Wednesday, September 26, 2012

Whose intuition should we trust?

[Second in a series on Daniel Kahnemann’s Thinking Fast and Slow]

One of Kahnemann’s major themes is that that the intuitive part of the brain commits numerous fallacies except when operating in highly regular, predictable, environments or when subjected to hours of practice and immediate and reliable feedback.

This has some interesting implications about what kinds of “expert opinions” we can trust. Different people in different professions work in environments that are more or less regular and predictable, and that provide greater or lesser amounts of immediate and regular feedback. People who work in fields governed by logical regularities, like math, or ongoing and immediate empirical feedback, like certain of the empirical sciences and performing arts, and professions based on regular (and open) interactions with others, are more likely to give reliable expert opinions (and to be corrected by their peers when they slip up) than are armchair theorists and long range forecasters.

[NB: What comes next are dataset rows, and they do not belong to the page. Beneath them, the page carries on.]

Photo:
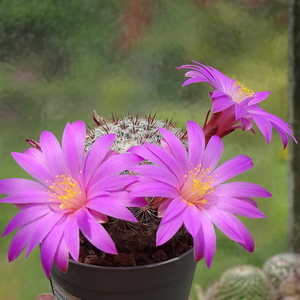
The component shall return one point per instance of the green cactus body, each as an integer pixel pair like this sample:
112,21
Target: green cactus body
130,131
280,266
283,271
242,282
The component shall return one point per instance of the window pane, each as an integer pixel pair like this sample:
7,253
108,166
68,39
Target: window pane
60,60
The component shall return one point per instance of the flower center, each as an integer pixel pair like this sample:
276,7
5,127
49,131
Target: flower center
241,92
67,192
198,185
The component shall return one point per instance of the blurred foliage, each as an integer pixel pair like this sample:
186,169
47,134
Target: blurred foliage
60,60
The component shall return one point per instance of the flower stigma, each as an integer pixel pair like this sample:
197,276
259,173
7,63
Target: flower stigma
198,185
68,192
241,92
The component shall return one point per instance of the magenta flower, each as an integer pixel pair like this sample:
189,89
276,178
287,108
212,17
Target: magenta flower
75,192
195,192
235,106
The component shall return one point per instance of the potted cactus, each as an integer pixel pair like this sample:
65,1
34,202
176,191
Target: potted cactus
137,196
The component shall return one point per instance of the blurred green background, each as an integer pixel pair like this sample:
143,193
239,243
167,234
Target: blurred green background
60,60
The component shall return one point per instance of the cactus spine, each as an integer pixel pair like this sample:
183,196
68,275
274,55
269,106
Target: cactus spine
242,282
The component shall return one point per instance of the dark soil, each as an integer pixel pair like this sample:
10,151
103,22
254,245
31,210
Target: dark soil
134,257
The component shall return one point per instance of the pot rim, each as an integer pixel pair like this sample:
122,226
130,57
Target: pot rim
83,265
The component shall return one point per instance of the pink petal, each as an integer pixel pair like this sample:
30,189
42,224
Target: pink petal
94,232
19,241
37,170
52,152
26,216
110,206
61,258
213,153
42,227
264,126
17,185
259,96
49,247
225,223
231,168
239,207
209,238
167,230
27,198
196,142
241,189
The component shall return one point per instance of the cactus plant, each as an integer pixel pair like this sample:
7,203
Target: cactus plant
134,239
244,282
280,266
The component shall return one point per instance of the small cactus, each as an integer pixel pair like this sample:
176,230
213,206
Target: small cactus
242,282
132,130
283,271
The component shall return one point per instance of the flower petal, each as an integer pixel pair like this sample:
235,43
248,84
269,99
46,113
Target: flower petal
94,232
231,168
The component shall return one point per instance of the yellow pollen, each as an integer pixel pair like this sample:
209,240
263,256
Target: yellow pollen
67,192
197,186
243,89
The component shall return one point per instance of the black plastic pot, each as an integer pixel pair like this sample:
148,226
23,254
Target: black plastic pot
168,280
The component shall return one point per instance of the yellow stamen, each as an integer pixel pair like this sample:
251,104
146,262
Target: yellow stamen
244,89
197,186
68,192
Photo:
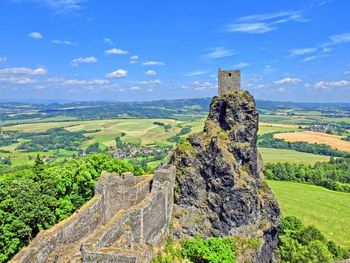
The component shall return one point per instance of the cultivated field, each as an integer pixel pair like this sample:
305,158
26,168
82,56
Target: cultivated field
142,131
327,210
334,141
271,155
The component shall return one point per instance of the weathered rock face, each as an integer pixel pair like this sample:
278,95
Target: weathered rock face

In particular, classroom teachers are a more reliable source of information on classroom pedagogy than are educational theorists and curriculum developers--especially if they use assessment tools that gauge the efficacy of their instruction (rather than assessing simply for the sake of assessment) and if they regularly check in with students and  parents. So why is it that all the op-ed pieces on education are written by the theorists--many of whom don’t even attempt to become experts in education?

2 comments:

Barry Garelick said...

The theorists very often consider themselves experts in pedagogy based on their own experiences, and commit the fallacy of using such experiences as the basis of reality. So if they had a math class taught poorly, (rote memorization, no explanations, etc), they assume that traditional math is always taught poorly.

Anonymous said...

This is so true! Our private school has recently gone off the constructivist deep end, driven by two administrators who have no children of their own and were educated in the 60's. Neither has been in the classroom for 25 years or more, but they love the educational theory! The classroom teachers, most of whom are young parents, are much more pragmatic in their approach. Interestingly, many of them have their own kids in more traditional schools.